MASSPIRG Education Fund and Demos


BostonIt took just 32 billionaires and corporations, giving an average of $9.9 million apiece to Super PACs, to match every single dollar that small donors gave to the Romney and Obama campaigns, according to Billion Dollar Democracy, a new report by MASSPIRG and Demos, nonpartisan organizations which tracked campaign spending. Those small donations, which amounted to more than $313 million, came from over 3.7 million individuals.

“Americans who are wondering why it seems tougher to get ahead or even get a fair shake in today’s economy should look to big money politics for answers,” said Adam Lioz, report co-author and Counsel for Demos.  “When a tiny group of wealthy donors fuels political campaigns, they get to set the agenda in Washington, and the rest of us are left to argue over that agenda.”

“The first post-Citizens United presidential election confirmed our fears that the new unlimited-money regime allows well-heeled special interests and secret spenders to drown out the voices of ordinary citizens,” commented Janet Domenitz, Executive Director of MASSPIRG. Citizens United v. Federal Election Commission, a Supreme Court case decided in 2010, held that the First Amendment prohibited the government from restricting independent political expenditures by corporations and unions.

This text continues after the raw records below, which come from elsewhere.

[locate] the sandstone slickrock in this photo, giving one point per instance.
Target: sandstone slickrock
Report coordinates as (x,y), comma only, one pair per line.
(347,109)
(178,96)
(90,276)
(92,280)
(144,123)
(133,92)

The report provides a detailed analysis of all federal election spending and fundraising by campaigns and Super PACs. The data uncovers the undue influence that large donors, business interests and secret spenders had in 2012.

For two of the 10 most active Super PACs, corporate donations accounted for a large portion of the funds, making up 18 percent of Restore Our Future and 52.6 percent of FreedomWorks for America’s total contributions.

“Allowing special-interest money to fund attack ads on candidates distorts our democracy and gives corporations the power to determine winners and losers in our electoral process. The political marketplace must not be dominated by corporate wealth, because the strength of a citizen’s voice should not depend on the size of her wallet,” according to Brenda Wright, Vice President for Legal Strategies with Demos.

Billion-Dollar Democracy also found that groups that do not disclose the source of their funds paid for nearly half of all television advertising in the presidential race.

”These dark-money groups hide key information from voters about where they get their money,” noted Domenitz. “Furthermore, because there’s no one to hold responsible for the content of their advertising, studies show that ads funded by dark money are far more likely to be misleading or just downright incorrect..”

The report concludes with policy recommendations for every level of government to ensure that ordinary Americans can make their voices heard in our political process. Most importantly, the report calls for a constitutional amendment to overturn Citizens United and restore our ability to set reasonable limits on campaign spending. “Citizens in Massachusetts went to the polls in droves in November to call for overturning Citizens United,” commented Pam Wilmot, executive director of Common Cause MA, which spearheaded local ballot questions in 173 municipalities. “This report underscores the need for that action.”